Name: Anonymous 2009-01-19 19:03

>>2
Your not my father

Name: Anonymous 2009-01-19 19:06

>>1
Uh, add filenames into different sets per folder, do an intersect on each set. Bingo. Like, 5 lines of perl.
GTFO

Name: Anonymous 2009-01-19 19:30

>>5
5 lines of Perl is enough for any program.

Name: Anonymous 2009-01-19 20:06

>>5
I don't think you thought your approach through, buddy, because it is, y'know, stupid as fuck. What you should do is create a dictionary using the filenames as keys and lists of directories as values.

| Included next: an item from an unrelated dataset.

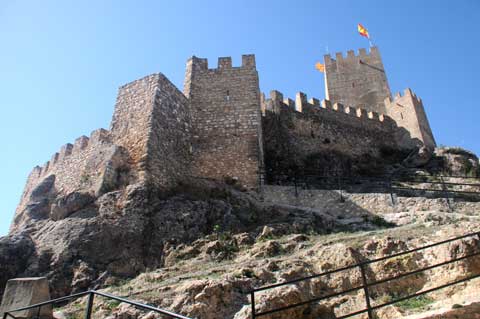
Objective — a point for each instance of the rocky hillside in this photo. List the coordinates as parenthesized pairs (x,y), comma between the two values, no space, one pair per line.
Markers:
(198,248)
(210,277)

Name: Anonymous 2009-01-19 20:11

>>7
sup OP. nobody cares about your 200 line enterprise C#. gtfo

Name: Anonymous 2009-01-19 20:17

>>8
1/10

Name: Anonymous 2009-01-19 20:34

>>1,7,9
it sure is Tyler Durden around here

Name: Anonymous 2009-01-19 20:37

what I would do is:
have a dictionary where keys = filenames and value = list of directories
walk through directories
obtain list for current filename in dictionary
append current directory to list
store list for current filename in dictionary

after:
foreach key,value in dictionary
print key ;; filename
if value.length > 1: print value ;; directories

Name: Anonymous 2009-01-19 20:38

>>11
I'd estimate that to be roughly 3 lines of Haskell, 11 lines of perl, 25 lines of Python, 250 lines of C

Name: Anonymous 2009-01-19 20:39

>>12
250 lines of C
Excluding implementation of dictionary. Easily >1k lines of code

Name: Anonymous 2009-01-19 20:49

>>12
I'd like to see this Haskell implementation

Name: Anonymous 2009-01-19 22:05

>>12
>>3
1 line of bash

Name: Anonymous 2009-01-19 22:10

Filenames, meh, I'd rather take a little longer and use checksums (GNU uniq is better than the limited BSD version).

find . -type f -exec md5sum {} \; | sort | uniq -D -w32

[Damn, I really need to clean out my image collection, seems I have some stuff in triplicate.]

Name: Anonymous 2009-01-19 22:22

>>16
Uh, the whole point is that different records could have the same name, so a checksum wouldn't accomplish the task!

>>7
>>11
Yep, that's basically what I did at first. The final implementation is a bit different, though. I use a case-insensitive SortedDictionary<string, TreeNode>, because I display the results in a TreeView control, and I was told to sort the results in it.

>>8
More like 400 lines of C# now, not including the generated GUI designer code.

>>12
If you use a hash table, it'll be more than 3 lines of Haskell, at least if you want it to be legible, because the included hash table uses IO out the ass.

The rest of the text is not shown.